On a personal level, forcing myself to excel at these certifications challenged me to prove what I know, what I can learn, and just how much more I still have to learn. So they were all great confidence boosters and humbling experiences at the same time. But there’s just so much out there to keep learning about all of this!

Making the business case to my department chair was easy. My university has invested its money and my time in earning these certifications and in putting them to work in our various teaching and learning programs. Demonstrating the ROI we’d achieve, and then making that payoff happen, has been straightforward. It’s also been great fun!
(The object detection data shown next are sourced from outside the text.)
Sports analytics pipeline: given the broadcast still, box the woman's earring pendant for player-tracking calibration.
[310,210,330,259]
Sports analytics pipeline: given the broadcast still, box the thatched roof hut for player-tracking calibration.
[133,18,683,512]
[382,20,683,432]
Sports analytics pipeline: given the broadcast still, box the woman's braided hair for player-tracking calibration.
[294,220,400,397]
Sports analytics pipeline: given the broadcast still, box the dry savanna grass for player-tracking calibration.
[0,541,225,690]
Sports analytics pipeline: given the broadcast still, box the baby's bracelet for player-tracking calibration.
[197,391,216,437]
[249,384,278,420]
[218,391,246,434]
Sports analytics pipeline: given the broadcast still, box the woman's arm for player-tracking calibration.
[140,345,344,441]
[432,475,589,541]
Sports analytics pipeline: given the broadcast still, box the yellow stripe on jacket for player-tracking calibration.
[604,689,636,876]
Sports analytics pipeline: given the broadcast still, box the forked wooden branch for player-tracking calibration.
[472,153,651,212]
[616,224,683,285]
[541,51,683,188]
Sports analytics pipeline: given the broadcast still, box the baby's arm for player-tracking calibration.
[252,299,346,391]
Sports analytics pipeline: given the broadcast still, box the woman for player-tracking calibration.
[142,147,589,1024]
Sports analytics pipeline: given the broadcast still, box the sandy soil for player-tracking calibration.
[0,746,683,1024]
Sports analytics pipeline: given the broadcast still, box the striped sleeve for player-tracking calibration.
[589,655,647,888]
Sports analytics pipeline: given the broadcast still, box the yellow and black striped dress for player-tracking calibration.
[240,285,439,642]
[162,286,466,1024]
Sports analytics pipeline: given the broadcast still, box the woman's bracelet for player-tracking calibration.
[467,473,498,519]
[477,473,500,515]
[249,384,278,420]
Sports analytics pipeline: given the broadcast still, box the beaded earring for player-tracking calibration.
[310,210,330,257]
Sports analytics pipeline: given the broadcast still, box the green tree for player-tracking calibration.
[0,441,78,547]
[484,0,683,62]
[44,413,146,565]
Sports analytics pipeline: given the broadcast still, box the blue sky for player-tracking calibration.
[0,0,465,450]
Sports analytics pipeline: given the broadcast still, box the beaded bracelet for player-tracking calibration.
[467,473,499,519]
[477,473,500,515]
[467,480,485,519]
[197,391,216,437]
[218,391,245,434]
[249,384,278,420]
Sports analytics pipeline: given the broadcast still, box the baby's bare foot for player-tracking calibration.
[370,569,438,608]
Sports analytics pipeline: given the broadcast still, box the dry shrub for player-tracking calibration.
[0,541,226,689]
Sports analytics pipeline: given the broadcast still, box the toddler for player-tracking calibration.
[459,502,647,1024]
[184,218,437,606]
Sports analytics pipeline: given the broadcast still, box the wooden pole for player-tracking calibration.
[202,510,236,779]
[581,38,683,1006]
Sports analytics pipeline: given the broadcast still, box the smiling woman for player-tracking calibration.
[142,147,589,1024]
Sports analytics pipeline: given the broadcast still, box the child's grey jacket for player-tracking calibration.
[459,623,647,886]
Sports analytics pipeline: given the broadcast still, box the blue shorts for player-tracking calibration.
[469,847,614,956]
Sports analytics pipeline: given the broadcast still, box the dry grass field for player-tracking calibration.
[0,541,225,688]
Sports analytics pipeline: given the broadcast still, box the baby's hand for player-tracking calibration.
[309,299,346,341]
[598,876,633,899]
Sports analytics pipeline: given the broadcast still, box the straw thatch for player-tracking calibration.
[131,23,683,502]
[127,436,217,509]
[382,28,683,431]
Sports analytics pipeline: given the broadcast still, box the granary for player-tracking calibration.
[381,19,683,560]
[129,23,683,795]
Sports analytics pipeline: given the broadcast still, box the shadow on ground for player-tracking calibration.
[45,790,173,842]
How has the knowledge you’ve gained from the process helped you in your work?
Immensely! On a very practical level, it’s triggered a lifelong ambition to write books. When ISC2 needed to update the SSCP Study Guide, they told their publisher they wanted a book that would teach as well as guide, that took its readers along a learning journey through the domains in ways that made sense. They wanted it to reflect how these domains are taught. The marriage of ERAU’s teaching of the SSCP, as a cornerstone of our MSSA program’s cybersecurity administrator specialization, and this book project were a natural. My recently earned SSCP became the linchpin in putting that book, and then its CBK follow-on, together.

Having these credentials has also opened me up to other possibilities. They open doors into organizations and industries other than the ones I’ve been part of for much of my life. More importantly, they open doorways within myself. Getting certified let me see things – things within their domains and well outside of them – in wholly new ways. It’s exciting!

What other thoughts would you offer for those considering a security certification?
Let’s face it: Opportunity goes to the well-prepared. And living in dangerous and dynamic times, each of us needs to be so much better prepared to face tomorrow than we were today. We’re all at risk. Everything we value, everyone we hold dear, is held hostage to the badly misinformed decisions of the well-intended; is a target of opportunityto those with malice at heart. That last group of people, the “bad guys,” the black hats, is already outspending most legitimate businesses and organizations when it comes to investing in their knowledge, skills and abilities to attack.

The right certification, earned at the right time in your journey, is part of being prepared.

Ninety-nine percent of the headline-grabbing data breaches, the ransom attacks, the intrusions into information systems have been blamed on management making the wrong decisions. Managers and leaders in every organization desperately need people who can marry the technologies of IT security to the business needs for dependability, safety, reliability, confidentiality, and privacy for their information and information systems. They need us. I keep hearing recruiters and industry groups saying that the North American market has over a million jobs begging for people who can collaborate with end users and their managers to keep the lifeblood of their companies and organizations secure.

Getting certified – in any domain – can and should be mind-expanding. It’s the opportunity to see things in different ways, while at the same time benchmarking what you know, what you can do with that knowledge, and how you think.